The last one I could bear to read [the narrator says] was a diatribe against old people who travelled on buses: Why did they never have their money ready? Why wouldn’t they use the seats set aside for them at the front of the bus? Why did they insist on standing up ten minutes before their stop, thus obliging them to fall over frequently in an alarming and undignified fashion? You get the picture, anyway.

A “healing” experience with a charlatan (truly, a laying on of hands) named D.J. GoodNews who fixes David’s aching back also changes his entire outlook on life. Angry, but otherwise passive, response to his circumstances changes to an obsessive attempt to make a better world. GoodNews, who is pretty much homeless, moves into the spare room, despite the narrator’s objections, and the two men begin hatching plans to make that better world (recruiting neighbors on the street to supply spare rooms to homeless youth is one that actually gets started) but, given their near-total lack of real life experience, those plans are both hopelessly grand and grandly hopeless.

Hornby uses that David/GoodNews thread to indulge in some of his observations about the broader life happening around this cast (just as Grant and Franzen use their families) and often accomplishes that with fair satirical humor. The major theme, however, is how wife and husband attempt to cope with their own relationship and the narrator’s dramatic revelation that she might (or might not — perhaps they should just adapt?) want out of it.

For this reader, How To Be Good turned out to be a very readable novel, but I will admit that it tended to confirm my impression of Hornby. The writing is more than competent, but the book just doesn’t have enough to it to be deeply engaging. My comparison would not be Grant or Franzen, but rather Gerard Woodward’s Nourishment, a novel focused on the marital and survival challenges facing a similar, rather hopeless couple as WWII comes to an end — Woodward’s book is set 50 years earlier, but both his and Hornby’s are preoccupied with how exterior forces play out on a married couple who are totally incapable of coping with them. For me, at least, Woodward’s sense of the macabre and absurd added an element that this novel simply does not have.

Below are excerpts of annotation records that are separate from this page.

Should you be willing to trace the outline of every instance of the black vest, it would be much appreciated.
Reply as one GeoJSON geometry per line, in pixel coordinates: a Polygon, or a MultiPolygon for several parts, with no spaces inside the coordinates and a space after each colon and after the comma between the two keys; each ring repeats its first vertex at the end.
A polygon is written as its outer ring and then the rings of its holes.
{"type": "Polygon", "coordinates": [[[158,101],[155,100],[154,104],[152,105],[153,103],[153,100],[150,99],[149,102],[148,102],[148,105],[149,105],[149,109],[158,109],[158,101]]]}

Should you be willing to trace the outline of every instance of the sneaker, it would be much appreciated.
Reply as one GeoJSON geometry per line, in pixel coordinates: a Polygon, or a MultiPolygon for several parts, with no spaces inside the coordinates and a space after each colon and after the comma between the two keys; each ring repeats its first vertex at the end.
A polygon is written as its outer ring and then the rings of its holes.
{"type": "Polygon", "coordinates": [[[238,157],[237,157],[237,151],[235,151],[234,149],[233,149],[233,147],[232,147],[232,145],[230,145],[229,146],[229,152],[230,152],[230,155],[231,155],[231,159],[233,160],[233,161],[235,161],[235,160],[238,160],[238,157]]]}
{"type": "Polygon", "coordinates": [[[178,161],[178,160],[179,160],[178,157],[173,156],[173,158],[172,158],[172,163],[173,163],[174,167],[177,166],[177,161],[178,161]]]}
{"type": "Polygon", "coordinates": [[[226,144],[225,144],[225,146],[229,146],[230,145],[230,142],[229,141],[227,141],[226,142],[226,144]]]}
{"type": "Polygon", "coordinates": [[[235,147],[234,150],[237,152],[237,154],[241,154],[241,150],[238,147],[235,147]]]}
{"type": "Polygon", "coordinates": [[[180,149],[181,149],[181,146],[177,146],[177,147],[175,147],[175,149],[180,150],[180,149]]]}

I gather from a bit of surfing that Hornby tends to specialize in what I will call “relationship angst” and that those who like that kind of thing feel he does it very well (hence his steady record of positive reviews). Alas, I am not included in that number which would explain my lukewarm reaction to the book. Having said that, there are set pieces and incidents that were very well done and I am sure will come back to mind over time — if you are more open to the central conceit than I was, I am sure you will find more in this novel than I did.